McGee was a little touched by this. His Dad had passed away several years ago, but up until then he and Tom McGafferty had remained close friends, regardless of the distance between them. They talked on the phone every week, and, yes, he did remember now his Dad mentioning to him when Sarah had gone to college in Maryland. 'You two should get together,' he had said, but Tim, newly a field agent, hadn't followed that up. He was busy and anyways, what would a 19 year old girl want with him hanging around?

"Thanks, Sarah," he said. Then, carefully, "How is Tom, by the way?" He had noticed her uncomfortable use of the past tense, the way the mention of her dad seemed to bring on her tears. She bit her lip.

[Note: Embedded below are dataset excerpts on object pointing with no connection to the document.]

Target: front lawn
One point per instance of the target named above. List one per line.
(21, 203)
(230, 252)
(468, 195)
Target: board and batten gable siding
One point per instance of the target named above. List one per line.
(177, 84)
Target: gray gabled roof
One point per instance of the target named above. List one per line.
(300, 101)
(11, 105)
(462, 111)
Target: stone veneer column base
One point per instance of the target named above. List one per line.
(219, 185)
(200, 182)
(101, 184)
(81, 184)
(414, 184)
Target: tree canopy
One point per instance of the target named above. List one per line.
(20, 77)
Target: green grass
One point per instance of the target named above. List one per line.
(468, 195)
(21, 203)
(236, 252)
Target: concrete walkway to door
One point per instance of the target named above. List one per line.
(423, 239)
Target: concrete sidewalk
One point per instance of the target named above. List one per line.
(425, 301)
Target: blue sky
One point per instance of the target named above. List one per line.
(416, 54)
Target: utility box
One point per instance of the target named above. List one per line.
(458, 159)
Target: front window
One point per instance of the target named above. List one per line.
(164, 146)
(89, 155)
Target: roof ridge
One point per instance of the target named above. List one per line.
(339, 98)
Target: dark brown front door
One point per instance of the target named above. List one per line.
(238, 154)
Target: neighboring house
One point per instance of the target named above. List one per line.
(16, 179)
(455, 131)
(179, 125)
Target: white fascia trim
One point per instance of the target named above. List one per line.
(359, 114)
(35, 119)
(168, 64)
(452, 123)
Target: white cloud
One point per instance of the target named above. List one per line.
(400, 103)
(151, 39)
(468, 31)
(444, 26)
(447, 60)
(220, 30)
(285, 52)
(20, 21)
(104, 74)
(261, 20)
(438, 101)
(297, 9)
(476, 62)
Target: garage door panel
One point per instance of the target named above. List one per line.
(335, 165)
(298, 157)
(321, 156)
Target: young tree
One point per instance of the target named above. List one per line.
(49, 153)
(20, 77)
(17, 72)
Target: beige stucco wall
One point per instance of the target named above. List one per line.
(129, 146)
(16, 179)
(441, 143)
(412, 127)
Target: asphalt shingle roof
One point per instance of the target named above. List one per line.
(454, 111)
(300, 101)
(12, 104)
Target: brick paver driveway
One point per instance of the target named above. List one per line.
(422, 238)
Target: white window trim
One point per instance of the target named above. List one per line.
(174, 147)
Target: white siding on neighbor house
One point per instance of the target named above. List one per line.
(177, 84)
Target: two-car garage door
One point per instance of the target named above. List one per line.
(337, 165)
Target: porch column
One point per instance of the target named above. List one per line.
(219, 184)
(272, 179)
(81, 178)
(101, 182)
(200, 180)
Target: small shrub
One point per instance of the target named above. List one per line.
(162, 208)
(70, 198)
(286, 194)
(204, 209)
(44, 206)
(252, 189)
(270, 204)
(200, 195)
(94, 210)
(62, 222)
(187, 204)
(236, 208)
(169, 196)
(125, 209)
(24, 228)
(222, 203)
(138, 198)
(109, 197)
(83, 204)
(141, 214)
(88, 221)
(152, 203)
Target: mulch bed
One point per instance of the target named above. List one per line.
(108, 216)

"Look," She said, "I know you're an NCIS agent. Dad told me. I didn't…I mean, you know, he was crazy about the Navy, but I never bothered to look up what that really meant. I sort of figured it was like the FBI. But." She stopped, and bit her lip again, twisting her fingers together. Then burst out, "You have to help me, Tim. No one believes me! I mean, they all just act like he wandered off! And maybe he did, but the police are just treating him like some senile old man. And they keep saying they don't have time for my calls. And— "

Tim put a hesitant hand out to rest on her arm, relaxing a little when she didn't flinch away. "Wait, Sarah, what happened? Did something happen to Tom?"

Sarah looked at him with a miserable, scared face.

"Dad was kidnapped, Tim," she said. "He was kidnapped and no one is going to do anything about it."